For these reasons, consent is unlikely to provide an adequate long-term framework for data controllers in cases of repeated or structural transfers of data to a third country.
3. Update policies
In addition to putting in place transfer solutions, businesses will need to amend their existing external and internal policies (privacy policies, employee policies, whistleblowing policies) to ensure that all references to Safe Harbor as a compliance mechanism are removed. Existing policies should also be reviewed to ensure that they contain full and adequate disclosures particularly for businesses looking to rely on the consent derogation about what, how and why personal data will be collected, used and shared. External facing policies will need to be re-posted and possibly even notified to affected data subjects.
4. Consider anonymisation
There will only be a transfer caught by the European Data Protection Directive to the extent it involves “personal data” (i.e. data that directly or indirectly identifies a living individual).

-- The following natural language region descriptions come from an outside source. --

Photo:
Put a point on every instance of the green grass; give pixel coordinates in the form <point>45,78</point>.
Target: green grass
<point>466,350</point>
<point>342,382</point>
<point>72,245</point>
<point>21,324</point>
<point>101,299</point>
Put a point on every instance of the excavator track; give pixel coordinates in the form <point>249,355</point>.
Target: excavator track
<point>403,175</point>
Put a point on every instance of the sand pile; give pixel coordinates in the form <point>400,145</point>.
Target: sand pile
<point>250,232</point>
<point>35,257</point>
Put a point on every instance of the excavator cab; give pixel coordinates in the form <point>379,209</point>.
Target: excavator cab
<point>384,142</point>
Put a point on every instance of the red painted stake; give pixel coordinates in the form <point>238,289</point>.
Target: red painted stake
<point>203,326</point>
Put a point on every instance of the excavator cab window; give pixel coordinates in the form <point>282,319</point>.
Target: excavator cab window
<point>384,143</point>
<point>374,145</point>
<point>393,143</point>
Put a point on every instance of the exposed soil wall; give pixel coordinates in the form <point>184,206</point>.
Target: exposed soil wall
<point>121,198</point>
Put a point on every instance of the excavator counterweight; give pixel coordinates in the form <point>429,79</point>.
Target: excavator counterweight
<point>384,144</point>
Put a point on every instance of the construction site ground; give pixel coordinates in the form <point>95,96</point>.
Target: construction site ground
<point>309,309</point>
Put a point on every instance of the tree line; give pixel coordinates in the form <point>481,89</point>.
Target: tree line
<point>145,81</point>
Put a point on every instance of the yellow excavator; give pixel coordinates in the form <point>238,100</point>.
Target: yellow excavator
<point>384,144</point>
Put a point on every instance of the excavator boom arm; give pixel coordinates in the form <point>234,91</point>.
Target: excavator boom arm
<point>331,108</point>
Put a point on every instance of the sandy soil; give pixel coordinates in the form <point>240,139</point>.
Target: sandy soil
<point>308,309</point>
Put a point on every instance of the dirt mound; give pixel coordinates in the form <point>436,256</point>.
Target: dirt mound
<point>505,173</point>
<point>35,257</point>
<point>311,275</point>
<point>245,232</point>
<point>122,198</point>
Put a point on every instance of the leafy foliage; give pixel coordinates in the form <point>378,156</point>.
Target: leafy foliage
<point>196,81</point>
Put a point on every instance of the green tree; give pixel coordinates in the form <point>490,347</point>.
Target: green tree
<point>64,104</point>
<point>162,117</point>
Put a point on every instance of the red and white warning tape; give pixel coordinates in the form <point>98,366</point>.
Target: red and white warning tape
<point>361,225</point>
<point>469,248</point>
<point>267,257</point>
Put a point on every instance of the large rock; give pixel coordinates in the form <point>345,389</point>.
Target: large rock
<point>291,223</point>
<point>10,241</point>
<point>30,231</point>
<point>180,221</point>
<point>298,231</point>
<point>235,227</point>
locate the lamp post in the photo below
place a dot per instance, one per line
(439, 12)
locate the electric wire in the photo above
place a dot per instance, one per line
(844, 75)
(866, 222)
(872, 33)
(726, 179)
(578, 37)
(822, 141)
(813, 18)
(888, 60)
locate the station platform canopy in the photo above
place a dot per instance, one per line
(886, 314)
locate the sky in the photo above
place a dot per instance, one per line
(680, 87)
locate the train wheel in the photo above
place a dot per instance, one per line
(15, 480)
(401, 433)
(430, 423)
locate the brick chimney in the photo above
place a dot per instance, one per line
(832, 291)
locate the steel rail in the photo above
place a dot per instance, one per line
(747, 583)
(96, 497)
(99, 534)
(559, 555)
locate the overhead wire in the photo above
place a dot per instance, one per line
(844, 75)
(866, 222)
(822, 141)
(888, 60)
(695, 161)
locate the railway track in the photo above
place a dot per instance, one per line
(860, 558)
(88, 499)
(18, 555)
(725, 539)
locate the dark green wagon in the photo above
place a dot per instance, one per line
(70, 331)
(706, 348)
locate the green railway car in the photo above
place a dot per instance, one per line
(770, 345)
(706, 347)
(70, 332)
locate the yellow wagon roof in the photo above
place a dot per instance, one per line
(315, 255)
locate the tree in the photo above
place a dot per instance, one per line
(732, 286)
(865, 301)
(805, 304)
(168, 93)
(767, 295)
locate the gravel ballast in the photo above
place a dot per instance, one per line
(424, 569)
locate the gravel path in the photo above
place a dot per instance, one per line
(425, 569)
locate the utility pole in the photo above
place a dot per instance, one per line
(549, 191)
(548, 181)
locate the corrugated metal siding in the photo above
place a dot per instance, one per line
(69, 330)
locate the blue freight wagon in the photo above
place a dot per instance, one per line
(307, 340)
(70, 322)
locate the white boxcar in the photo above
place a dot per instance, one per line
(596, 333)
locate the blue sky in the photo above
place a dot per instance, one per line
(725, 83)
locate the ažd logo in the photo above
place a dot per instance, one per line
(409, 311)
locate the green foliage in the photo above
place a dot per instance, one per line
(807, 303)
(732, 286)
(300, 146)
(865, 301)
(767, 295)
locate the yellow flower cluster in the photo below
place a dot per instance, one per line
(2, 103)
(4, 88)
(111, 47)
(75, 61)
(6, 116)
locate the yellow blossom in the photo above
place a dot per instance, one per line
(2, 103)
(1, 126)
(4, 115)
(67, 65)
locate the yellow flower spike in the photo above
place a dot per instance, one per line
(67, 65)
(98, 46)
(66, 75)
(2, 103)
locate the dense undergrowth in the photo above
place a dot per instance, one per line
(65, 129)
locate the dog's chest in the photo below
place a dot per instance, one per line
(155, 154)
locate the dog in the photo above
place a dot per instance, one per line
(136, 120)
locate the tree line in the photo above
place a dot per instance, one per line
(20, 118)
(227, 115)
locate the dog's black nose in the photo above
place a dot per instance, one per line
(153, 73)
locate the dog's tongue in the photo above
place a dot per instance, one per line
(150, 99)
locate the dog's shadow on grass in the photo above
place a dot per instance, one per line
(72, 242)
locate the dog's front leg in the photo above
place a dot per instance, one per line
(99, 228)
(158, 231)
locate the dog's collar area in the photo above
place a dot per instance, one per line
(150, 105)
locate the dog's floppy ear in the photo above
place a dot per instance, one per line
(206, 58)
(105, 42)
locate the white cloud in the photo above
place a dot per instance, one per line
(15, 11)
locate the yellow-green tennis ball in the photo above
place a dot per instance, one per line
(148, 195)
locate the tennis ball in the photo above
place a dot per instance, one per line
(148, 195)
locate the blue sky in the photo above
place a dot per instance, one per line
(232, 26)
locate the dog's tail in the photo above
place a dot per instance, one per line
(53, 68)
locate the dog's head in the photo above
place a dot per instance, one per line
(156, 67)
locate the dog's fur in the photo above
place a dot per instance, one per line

Companies should consider whether the data they are transferring needs to be in an identifiable format. Whilst the bar for truly anonymising data under European requirements is high, to the extent data can be totally anonymised, this is a tool that could be useful to companies.
5. Keep the position under review
We are expecting further guidance to be issued by local data protection authorities as well as developments in the negotiations of Safe Harbor 2.0 and of course the new European General Data Protection Regulation. Therefore, arrangements for data transfers should be kept under review and flexed to address new developments in due course.